To explain this statement further, I recently decided I was going to stop worrying about social media. I even wrote a post about it (as ironic as that is) called Why I Am Nixing Social Media. I was going to follow Carly Watters’ advice and find fun in social media, and I was going to approach my posting with a “set it and forget it” mindset, where I’m still using it, but I’m not worried about my stats or my sales. It’s been pretty amazing. I’ve passively noticed that my web traffic, my followers, my engagement, all of it is going up, but I have barely mentioned anything about my books. Instead, I just had fun and didn’t care where social media ended up. And because I’m not consumed with chasing engagement for the sake of engagement, I’ve gotten more written on my current work in progress in the past month than I have in a very long while, when I was spending so much of my time trying to actually sell on social media.

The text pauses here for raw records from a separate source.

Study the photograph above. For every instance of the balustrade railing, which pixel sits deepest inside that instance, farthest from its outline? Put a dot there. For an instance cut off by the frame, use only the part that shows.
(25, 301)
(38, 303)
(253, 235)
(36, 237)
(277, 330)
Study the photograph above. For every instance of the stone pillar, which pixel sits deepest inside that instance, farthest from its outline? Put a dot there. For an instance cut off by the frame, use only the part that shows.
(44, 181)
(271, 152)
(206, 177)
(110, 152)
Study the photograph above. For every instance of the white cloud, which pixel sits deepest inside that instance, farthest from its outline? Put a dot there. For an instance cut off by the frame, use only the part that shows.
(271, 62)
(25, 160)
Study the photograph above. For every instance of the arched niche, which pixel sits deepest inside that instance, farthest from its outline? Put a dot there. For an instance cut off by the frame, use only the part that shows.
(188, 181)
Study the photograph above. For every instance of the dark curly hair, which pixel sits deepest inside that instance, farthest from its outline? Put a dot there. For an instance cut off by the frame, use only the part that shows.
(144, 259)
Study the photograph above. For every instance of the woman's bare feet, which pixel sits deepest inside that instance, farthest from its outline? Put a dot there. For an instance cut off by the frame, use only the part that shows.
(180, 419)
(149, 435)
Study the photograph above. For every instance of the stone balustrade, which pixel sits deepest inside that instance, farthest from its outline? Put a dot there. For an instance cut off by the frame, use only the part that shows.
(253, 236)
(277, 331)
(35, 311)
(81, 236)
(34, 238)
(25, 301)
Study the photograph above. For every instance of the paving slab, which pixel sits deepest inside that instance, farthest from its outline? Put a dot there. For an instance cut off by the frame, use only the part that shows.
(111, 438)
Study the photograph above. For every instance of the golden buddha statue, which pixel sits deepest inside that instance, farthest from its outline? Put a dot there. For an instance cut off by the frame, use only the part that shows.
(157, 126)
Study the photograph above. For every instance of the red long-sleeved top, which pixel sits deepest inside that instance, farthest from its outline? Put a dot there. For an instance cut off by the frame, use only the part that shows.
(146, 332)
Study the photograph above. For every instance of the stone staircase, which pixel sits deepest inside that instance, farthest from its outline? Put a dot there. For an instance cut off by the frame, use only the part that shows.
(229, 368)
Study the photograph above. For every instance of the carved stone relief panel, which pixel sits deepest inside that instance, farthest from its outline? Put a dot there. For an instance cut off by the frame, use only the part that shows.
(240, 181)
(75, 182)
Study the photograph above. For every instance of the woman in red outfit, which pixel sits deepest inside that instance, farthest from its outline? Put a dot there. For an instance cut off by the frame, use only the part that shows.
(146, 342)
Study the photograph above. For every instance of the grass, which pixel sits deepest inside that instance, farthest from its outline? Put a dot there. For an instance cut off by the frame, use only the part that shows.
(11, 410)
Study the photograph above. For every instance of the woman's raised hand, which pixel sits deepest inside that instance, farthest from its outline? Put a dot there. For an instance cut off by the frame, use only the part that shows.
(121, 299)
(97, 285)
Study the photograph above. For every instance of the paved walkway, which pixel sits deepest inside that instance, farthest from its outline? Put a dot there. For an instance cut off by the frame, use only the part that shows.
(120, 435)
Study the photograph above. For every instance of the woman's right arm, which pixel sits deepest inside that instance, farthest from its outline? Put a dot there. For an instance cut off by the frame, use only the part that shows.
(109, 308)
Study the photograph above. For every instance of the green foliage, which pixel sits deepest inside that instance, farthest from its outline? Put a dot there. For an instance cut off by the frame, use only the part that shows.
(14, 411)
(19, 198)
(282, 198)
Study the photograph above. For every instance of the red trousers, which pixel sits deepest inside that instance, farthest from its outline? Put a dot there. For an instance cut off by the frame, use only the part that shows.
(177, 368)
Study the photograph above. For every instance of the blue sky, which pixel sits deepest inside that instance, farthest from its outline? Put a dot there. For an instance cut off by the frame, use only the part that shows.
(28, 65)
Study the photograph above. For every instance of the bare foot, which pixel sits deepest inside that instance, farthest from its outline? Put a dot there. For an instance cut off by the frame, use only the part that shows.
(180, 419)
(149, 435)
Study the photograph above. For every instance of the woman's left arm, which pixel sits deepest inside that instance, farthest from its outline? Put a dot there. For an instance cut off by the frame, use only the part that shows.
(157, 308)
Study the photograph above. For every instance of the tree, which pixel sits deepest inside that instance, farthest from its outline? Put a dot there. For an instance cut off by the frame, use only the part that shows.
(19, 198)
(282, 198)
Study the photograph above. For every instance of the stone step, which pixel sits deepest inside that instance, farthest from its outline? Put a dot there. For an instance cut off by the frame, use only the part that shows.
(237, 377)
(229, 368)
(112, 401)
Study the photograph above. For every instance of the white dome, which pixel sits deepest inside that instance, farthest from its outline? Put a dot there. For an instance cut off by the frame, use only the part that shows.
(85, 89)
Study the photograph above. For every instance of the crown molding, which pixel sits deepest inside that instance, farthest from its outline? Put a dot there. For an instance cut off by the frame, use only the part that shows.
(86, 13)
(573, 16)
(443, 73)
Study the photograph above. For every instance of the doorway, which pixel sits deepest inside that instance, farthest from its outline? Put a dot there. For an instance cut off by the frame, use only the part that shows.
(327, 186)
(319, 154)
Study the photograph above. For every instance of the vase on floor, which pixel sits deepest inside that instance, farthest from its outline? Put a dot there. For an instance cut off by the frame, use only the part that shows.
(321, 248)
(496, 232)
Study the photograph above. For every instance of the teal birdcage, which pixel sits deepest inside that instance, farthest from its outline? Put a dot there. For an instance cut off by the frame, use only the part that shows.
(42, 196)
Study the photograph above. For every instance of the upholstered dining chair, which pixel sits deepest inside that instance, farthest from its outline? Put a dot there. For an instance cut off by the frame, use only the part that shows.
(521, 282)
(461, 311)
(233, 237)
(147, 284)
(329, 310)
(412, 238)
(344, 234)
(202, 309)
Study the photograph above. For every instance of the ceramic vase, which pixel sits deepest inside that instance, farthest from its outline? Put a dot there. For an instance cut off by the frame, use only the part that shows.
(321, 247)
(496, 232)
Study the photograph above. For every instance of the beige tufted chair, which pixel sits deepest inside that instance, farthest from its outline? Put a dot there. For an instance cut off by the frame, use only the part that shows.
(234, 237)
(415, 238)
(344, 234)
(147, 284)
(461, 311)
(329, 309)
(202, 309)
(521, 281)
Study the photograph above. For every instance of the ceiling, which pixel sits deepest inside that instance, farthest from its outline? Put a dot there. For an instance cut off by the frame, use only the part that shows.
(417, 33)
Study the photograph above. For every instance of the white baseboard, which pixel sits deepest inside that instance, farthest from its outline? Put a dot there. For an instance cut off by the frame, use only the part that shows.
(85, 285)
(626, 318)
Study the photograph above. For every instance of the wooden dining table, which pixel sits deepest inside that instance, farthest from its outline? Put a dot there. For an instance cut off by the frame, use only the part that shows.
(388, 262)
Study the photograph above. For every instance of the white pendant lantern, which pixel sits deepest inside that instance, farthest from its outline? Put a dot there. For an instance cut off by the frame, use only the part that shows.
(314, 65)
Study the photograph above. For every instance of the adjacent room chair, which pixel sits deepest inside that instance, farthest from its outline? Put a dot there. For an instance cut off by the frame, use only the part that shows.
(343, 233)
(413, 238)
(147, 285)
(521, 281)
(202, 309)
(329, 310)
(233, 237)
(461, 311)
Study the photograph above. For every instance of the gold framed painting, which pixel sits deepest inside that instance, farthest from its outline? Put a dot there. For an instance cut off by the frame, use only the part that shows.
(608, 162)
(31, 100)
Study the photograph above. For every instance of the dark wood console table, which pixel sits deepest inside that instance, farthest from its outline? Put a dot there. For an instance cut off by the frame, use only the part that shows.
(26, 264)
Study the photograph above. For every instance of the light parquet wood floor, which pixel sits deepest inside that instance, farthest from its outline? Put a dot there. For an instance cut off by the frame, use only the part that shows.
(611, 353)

I recently heard a tip from entrepreneur Jenna Kutcher when she was a guest on The Mindset Mentor podcast. She pointed out that you don’t own anything on social media. Those Twitter followers aren’t yours. They’re Twitter’s. Those Instagram likes aren’t yours, they’re Instagram’s. You use these platforms, but you don’t own what you have there. What you do own is your books. So, make sure you focus on writing them, and use social media the way it was designed to be used: to be social.

The final takeaway? Social media is not about sales. Your books are about sales. You are a writer, and your books should be your priority.

6 thoughts on “Managing Your Time – Why You Should Prioritize Your Books Over Social Media

Add yours

  1. Some great points here, Veronica. In it’s simplest form, social media is an analytical profiling tool, geared to create social profiles of users which they sell on to investors. It takes a while to work out but once you get the basic premise it offers the opportunity to have fun. Like you say, the main priority for a writer should be writing.

    Liked by 1 person

  2. Definitely agree with this! I do use social media, but like you said, my priority is writing my books. That’s ultimately how I’m trying to build a career. I especially like this line: “But keep in mind that you don’t have that platform in the first place for the sake of the platform. You have it for the sake of your career as an author. If you’re spending more time on social media trying to sell your books than you are actually writing your books, then you’re not going to do very well holistically.”.

    You hit the nail on the head – the platform doesn’t exist for its own sake. The core focus should be on your “product”, everything revolves around that, and for us the “product” is our books!